CHP İzmir Milletvekili ve Dilekçe Komisyonu Dr. Aytun Çıray, Çeşme’nin en güzel koylarından Tekke Koyu’nun ‘başına gelen imar’ı yazılı bir soru önergesiyle Meclise taşıdı.
Çeşme’nin İzmir turizminin paha biçilemez parçalarının başında geldiğini belirten Çıray, “Rant peşinde koşanlar bu nedenle Çeşme’yi mercek altına aldılar” dedi.
Çıray, özellikle İzmirli turizm girişimcilerinin ve şirketlerinin Çeşme’ye İzmir’i geleceğin turizm ufkunda yükseltecek şekilde odaklanmaları gerektiğini’ vurgularken, “Ne yazık ki bu tür bir hassasiyeti en çok duyması gereken kişi ve kurumlarda göremiyoruz” diye ekledi.

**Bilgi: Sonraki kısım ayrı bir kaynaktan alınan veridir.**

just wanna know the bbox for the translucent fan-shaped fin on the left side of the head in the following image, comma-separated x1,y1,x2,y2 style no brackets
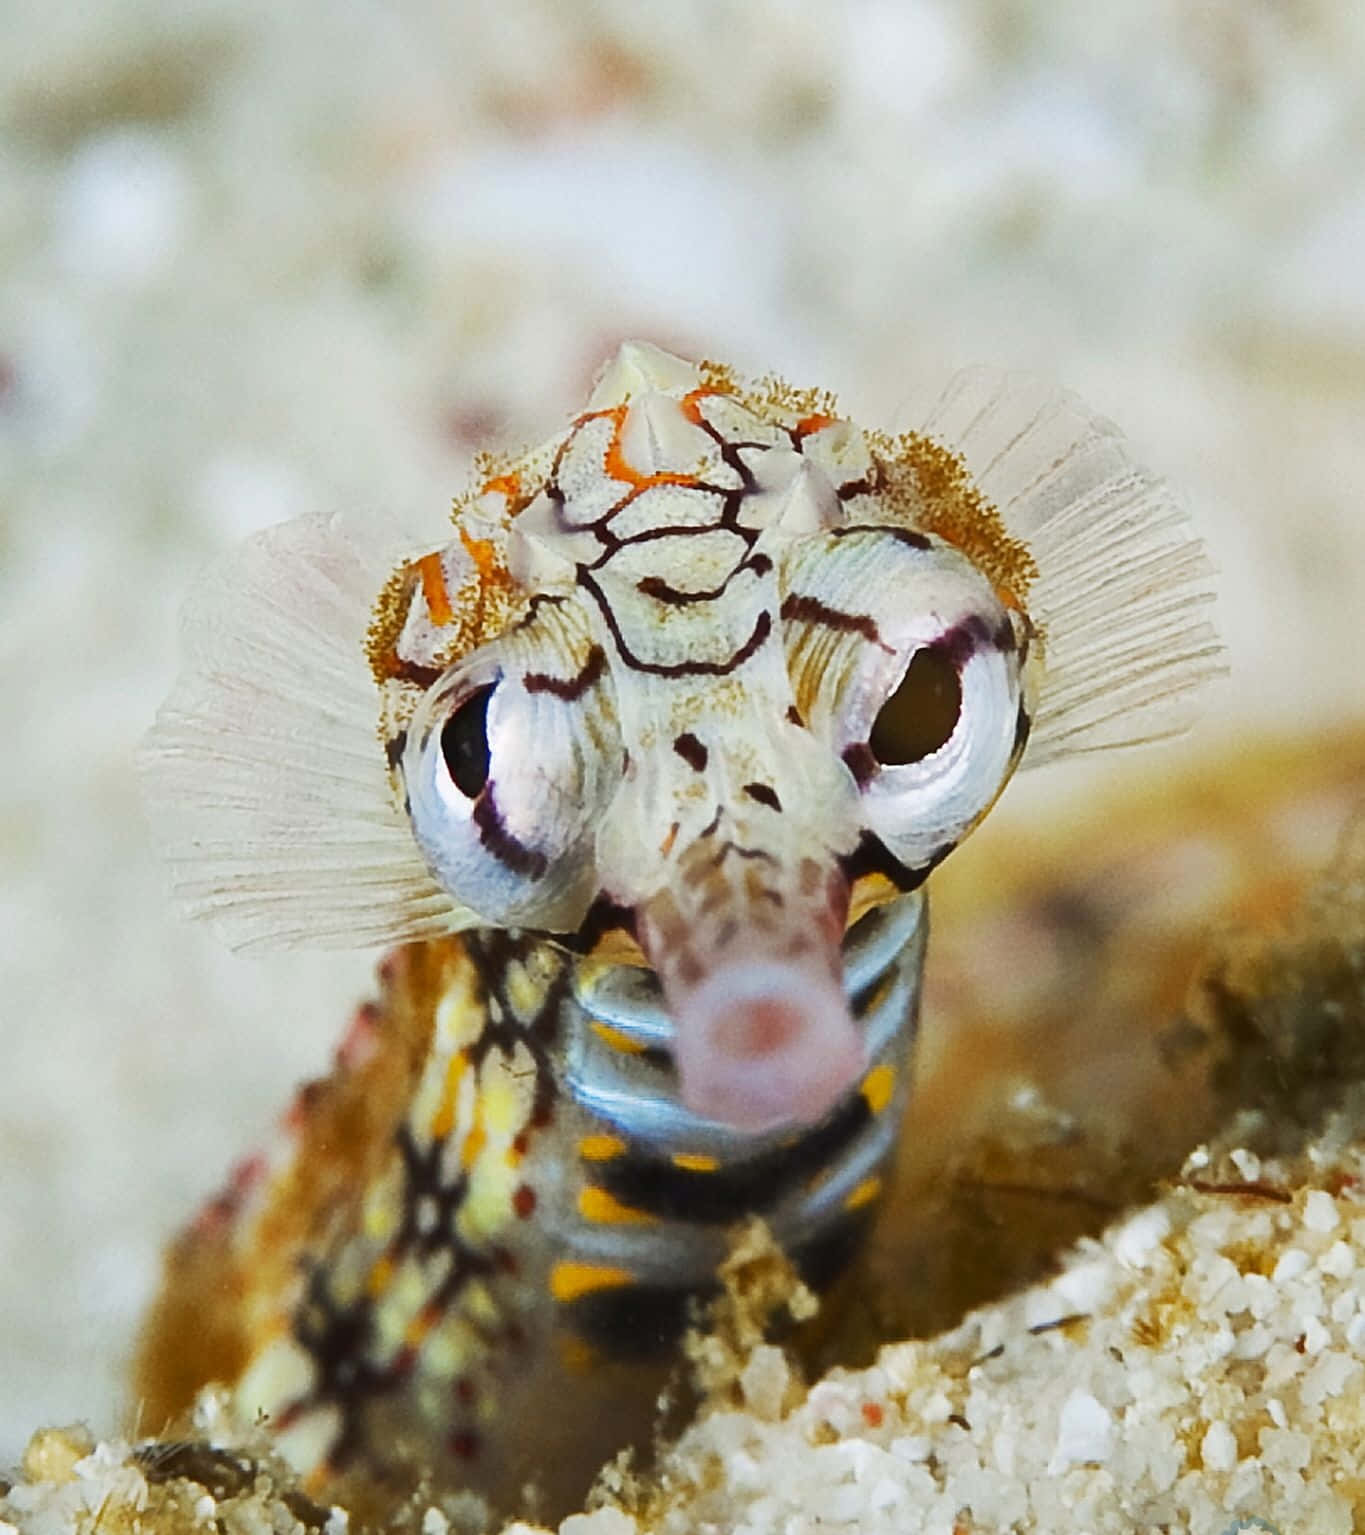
140,516,473,947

İzmir’e ve İzmirlilerin genel iyiliğine zarar veren bu tür tutumların ve anlayışların geçiştirilemeyeceğini n altını çizen Çıray, İzmir Ticaret Odası Başkanı Ekrem Demirtaş’ın proje danışmanlığını yaptığı ve sermayedarlarından olduğu Aya Sandra Termal ve Kür Merkezi A.Ş’nin imar hüllesi olarak tanımlanabilecek girişimiyle bu konuda belki de olabilecek en ibret verici örneklerden birini sergilediğini söyledi.
Termal ve Kür merkezi kurarak katma değeri en yüksek turizm türünü İzmir’e kazandırıyoruz görüntüsü altında, Çeşme’nin en güzel koylarından birini ballı kişisel ranta açarak adeta talan etmenin kabul edilemez olduğunu söyleyen Çıray, “Böyle bir tavrı içe sindirebilmek İzmir’e ve İzmirlilere ihanet etmektir” dedi.

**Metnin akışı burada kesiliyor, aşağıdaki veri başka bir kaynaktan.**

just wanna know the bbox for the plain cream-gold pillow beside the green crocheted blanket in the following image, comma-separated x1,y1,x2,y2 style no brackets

Çıray kendisinin bir İzmirli ve İzmir medeniyetinin bir üyesi olarak buna rıza göstermesinin mümkün olmadığını ifade ederek, Meclis Başkanlığı vasıtasıyla Çevre ve Şehircilik Bakanı Mehmet Özhaseki’nin şu soruları yazılı olarak cevaplandırmasını istedi:
* Ekrem Demirtaş’ın Aya Sandra Termal ve Kür Merkezinin proje danışmanlığından yüzde on beş komisyon anlaşması yaptığı ve bunun karşılığında 2 milyon TL aldığı doğru mudur?

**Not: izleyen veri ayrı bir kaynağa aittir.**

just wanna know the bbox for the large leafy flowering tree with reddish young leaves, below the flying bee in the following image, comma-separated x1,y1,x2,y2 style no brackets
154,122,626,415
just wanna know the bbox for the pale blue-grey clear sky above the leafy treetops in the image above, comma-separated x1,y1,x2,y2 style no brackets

* Arazinin yüzde altmış dokuzunu inşaya açılmasını sağlayan termal ve kür merkezinin inşaatı yarım bırakılmış mıdır? Yarım bırakılmışsa Ala Sandra Termal ve Kür Merkezi A.Ş’ye karşı hangi yasal yaptırımlar uygulanmış mıdır?
* Aya Sandra Termal ve Kür Merkezi A.Ş. adeta imar hüllesi yaparak, arazinin büyük bölümüne iki katlı lüks villalar inşa etmiş ve bu villaları termal ve kür merkezinin odaları olarak göstermiş midir?
* İnşaatı yarım bırakılan merkezin odaları olarak gösterilen lüks villaların şirket hissedarları tarafından paylaşılmış ve hissedarlar bu villalara hisseleri karşılığında iki yıl önce yerleşmişler midir?
* İmar statüleri inşaatı yarım bırakılmış termal ve kür merkezinin odaları olmak üzere tanımlanan bu villaların yapılaşmasının Kıyı Kenar Kanununa aykırı olduğu doğru mudur? Doğruysa bu konuda kanunun ve ilgili mevzuatın gerekleri ve yaptırımları yerine getirilmiş midir?